On his new album, “Colors,” Beck delivers a perfect pop statement. This is by far his most conventionally mainstream album to date, working with the modern-pop template and elevating it in the process. Singles “Dreams,” ”Wow” and “Up All Night” have all been floating around a while now, so this shift should not come as a surprise.
The record had been on the shelf for quite some time. Beck initially wanted to release this closer to his triumphant 2014 album “Morning Phase,” which got a lot of attention at the Grammys when it won album of the year. In some ways this album’s overtly commercial angle plays like a direct response to Kanye West and others who at the time seemed confused when Beck won the award over Beyoncé.

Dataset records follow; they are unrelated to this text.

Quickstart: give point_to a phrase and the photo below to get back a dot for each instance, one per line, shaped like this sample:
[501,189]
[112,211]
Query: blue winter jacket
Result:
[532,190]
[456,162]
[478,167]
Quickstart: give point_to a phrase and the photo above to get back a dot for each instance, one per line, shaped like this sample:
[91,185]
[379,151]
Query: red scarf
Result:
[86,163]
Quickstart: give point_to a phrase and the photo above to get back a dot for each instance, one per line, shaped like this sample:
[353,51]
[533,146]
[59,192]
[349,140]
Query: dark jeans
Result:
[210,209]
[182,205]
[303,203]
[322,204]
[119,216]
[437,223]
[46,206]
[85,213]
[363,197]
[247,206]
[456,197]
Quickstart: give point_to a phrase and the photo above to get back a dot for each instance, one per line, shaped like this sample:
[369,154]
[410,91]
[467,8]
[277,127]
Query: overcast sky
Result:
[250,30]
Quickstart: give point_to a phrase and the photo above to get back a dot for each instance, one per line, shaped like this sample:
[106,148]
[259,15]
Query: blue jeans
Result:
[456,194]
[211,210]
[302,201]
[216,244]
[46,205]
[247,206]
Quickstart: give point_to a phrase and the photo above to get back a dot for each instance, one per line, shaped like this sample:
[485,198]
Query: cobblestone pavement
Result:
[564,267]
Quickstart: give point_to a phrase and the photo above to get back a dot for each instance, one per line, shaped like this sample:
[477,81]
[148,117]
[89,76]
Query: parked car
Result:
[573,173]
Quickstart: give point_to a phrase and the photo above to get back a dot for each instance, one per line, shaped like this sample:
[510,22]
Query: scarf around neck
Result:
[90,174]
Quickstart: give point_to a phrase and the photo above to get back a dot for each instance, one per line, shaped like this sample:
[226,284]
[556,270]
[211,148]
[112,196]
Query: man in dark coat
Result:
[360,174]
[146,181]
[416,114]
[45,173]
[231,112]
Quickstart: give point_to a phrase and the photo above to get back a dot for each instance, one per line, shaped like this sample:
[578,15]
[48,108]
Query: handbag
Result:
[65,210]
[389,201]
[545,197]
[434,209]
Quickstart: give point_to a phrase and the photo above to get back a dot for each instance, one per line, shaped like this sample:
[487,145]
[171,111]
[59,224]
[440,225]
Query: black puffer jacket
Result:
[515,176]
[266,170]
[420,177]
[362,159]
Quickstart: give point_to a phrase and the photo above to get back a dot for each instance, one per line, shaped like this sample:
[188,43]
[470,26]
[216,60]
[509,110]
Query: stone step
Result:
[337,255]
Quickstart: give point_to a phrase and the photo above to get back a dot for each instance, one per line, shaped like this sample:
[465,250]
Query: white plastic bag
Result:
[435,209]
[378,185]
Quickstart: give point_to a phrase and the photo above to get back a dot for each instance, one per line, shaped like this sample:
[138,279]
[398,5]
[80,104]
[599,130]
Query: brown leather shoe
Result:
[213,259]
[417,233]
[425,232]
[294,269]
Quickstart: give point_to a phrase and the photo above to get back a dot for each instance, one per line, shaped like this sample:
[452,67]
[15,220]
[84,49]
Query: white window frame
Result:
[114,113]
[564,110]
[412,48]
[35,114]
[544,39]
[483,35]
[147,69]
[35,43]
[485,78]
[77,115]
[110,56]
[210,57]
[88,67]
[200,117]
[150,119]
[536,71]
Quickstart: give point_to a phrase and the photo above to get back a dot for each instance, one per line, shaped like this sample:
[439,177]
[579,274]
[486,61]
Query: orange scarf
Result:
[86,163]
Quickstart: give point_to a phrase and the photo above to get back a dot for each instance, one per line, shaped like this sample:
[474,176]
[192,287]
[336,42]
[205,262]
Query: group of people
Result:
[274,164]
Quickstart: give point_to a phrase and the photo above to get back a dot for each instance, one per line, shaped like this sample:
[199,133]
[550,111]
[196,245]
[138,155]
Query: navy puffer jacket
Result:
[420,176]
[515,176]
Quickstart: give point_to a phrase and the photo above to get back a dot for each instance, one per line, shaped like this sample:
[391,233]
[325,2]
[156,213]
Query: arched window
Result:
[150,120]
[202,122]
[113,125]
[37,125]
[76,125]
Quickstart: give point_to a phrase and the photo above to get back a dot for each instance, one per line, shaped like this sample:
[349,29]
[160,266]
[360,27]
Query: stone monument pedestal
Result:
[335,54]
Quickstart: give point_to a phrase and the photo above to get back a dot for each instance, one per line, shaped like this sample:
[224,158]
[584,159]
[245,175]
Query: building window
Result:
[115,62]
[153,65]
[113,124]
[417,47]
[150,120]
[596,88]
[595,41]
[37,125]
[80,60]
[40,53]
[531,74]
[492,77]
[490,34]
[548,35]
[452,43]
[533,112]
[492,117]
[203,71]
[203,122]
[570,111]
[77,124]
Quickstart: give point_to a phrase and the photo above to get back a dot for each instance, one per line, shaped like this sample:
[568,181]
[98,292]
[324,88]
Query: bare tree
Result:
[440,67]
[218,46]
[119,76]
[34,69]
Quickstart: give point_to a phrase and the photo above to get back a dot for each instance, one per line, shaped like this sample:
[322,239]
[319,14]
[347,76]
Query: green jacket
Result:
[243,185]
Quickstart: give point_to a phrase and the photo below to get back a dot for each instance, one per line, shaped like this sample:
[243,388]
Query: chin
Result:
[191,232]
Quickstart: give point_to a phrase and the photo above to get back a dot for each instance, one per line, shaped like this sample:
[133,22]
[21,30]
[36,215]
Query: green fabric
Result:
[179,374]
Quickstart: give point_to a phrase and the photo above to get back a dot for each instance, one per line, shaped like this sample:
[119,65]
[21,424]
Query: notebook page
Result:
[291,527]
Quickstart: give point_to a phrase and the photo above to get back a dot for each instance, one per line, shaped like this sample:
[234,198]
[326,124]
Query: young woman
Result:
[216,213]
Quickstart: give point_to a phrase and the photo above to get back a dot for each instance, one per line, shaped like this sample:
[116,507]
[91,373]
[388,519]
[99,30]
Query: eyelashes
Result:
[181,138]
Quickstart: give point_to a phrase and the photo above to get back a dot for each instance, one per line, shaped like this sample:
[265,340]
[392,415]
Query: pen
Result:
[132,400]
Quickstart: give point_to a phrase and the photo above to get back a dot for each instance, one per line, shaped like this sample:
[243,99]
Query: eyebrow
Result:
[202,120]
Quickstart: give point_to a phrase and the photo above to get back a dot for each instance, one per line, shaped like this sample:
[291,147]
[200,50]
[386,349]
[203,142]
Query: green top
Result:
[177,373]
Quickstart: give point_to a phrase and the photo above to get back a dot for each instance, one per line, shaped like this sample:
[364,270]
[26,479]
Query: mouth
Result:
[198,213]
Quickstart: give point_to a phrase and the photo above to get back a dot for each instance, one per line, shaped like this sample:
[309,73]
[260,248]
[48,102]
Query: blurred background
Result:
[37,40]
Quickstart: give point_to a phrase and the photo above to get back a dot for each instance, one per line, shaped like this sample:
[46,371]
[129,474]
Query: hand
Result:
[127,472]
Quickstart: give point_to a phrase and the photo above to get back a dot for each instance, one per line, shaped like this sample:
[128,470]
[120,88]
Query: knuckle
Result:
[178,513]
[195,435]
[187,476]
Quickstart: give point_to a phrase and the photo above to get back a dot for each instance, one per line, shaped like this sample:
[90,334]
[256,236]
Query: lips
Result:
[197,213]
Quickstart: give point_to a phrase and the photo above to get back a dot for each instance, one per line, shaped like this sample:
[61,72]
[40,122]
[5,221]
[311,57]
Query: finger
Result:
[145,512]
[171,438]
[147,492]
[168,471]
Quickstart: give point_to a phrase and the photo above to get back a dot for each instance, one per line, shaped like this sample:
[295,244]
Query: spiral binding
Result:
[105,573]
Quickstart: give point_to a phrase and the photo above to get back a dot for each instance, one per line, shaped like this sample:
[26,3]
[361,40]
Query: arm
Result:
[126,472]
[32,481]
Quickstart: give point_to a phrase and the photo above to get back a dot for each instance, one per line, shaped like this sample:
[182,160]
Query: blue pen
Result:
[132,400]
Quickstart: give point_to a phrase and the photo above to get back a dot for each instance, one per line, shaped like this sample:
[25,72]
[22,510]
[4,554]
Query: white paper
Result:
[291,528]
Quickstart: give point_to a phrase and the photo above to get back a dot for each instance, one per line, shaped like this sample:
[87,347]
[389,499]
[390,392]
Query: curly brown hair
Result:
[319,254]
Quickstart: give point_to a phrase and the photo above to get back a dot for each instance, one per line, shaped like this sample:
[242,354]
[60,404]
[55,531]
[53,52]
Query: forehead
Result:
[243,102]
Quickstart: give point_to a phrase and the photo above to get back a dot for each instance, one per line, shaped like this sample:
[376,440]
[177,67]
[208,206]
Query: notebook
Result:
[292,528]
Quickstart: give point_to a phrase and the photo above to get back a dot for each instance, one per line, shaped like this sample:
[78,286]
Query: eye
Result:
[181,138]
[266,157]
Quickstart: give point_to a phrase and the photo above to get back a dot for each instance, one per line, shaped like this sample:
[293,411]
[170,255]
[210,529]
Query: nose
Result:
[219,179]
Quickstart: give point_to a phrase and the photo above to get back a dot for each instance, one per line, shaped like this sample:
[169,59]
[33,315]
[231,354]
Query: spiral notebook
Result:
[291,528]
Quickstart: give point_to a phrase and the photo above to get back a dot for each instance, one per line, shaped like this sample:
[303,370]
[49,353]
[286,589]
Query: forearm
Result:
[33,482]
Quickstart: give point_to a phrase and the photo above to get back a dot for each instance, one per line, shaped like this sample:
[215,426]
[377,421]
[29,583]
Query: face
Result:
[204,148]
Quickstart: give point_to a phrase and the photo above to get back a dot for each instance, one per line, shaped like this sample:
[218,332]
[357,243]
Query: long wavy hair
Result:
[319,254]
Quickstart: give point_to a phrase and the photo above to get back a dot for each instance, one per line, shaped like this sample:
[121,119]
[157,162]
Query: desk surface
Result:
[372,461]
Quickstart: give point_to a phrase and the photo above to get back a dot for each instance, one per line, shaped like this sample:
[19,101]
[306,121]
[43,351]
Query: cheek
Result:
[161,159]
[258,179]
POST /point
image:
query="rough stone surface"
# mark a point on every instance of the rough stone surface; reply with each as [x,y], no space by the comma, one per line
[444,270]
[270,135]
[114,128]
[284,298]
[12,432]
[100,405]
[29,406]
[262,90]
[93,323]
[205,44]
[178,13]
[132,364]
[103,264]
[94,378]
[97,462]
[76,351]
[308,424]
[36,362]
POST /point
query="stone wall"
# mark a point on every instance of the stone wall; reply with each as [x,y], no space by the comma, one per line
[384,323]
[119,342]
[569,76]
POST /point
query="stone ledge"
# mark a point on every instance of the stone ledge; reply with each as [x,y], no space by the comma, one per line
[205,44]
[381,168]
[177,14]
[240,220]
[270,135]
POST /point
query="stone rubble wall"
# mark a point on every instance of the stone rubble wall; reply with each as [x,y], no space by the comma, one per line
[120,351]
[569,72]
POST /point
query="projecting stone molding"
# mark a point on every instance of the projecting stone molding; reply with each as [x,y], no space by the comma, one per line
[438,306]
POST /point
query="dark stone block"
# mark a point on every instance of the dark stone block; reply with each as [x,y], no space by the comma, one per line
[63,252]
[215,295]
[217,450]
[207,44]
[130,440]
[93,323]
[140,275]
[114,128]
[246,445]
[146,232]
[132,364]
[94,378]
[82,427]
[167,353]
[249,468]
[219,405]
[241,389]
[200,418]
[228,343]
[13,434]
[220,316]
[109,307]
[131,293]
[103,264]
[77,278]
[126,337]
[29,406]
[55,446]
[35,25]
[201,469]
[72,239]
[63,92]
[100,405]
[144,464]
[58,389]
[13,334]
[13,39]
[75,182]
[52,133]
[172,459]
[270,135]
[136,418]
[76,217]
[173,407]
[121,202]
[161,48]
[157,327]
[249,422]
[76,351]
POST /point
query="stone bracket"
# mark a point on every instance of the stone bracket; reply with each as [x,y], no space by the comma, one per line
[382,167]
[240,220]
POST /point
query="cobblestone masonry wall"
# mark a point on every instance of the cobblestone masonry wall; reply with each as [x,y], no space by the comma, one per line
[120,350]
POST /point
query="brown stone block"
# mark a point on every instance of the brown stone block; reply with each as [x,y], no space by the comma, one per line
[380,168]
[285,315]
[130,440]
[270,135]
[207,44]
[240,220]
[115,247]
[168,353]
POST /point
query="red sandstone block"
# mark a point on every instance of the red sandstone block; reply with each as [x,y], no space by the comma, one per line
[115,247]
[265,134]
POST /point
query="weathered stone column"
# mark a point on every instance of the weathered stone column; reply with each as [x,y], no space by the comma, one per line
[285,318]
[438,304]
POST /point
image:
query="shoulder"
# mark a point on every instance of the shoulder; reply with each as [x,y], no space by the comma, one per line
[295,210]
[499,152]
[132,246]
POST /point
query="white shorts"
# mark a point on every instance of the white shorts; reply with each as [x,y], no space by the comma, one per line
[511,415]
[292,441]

The die-hard indie fans will probably take issue with this record’s overall shininess, as Beck and producer Greg Kurstin often pack it with the kind of energy reserved for late-'80s INXS singles. However, there are also other elements present, from the Beatle-esque piano-driven groove of “Dear Life,” to the grungy, sudden freak-out that serves as the centerpiece to “I’m So Free.”
“Colors” is indeed a bold, bright, daring move. Releasing it in October may have been a mistake. It’s a very summery record. One thing is clear: When you listen to songs like “No Distraction,” “Square One” and “Seventh Heaven,” it’s definitely evident, that while Beck may have taken a strong left turn, here, he hasn’t lost his knack for shape-shifting song-craft. After the soft, introspection of “Morning Phase,” Beck is now ready to party. Here’s hoping this record gets the airplay and the audience it deserves.
“Fix Me” This ballad stands out from the pack. It sounds very much like it was made with the same delicate touch as the “Morning Phase”-closer, “Waking Light,” and at the same time, it sounds like it could easily get some omnipresent radio airplay. It’s beautiful and indelible.
“Up All Night” This is Beck making a dynamic club-banger. The fans who have been around since “Loser” and “Where It’s At” might need convincing the first couple spins, but this is a funky jam.
“Dear Life” This walking number has a timeless sense as Beck sings, “Dear Life / I’m holding on.” While the production sounds modern and bright, structurally speaking, this track possesses some vintage power. The closing notes where Beck harmonizes with himself play like a nod to the Beach Boys.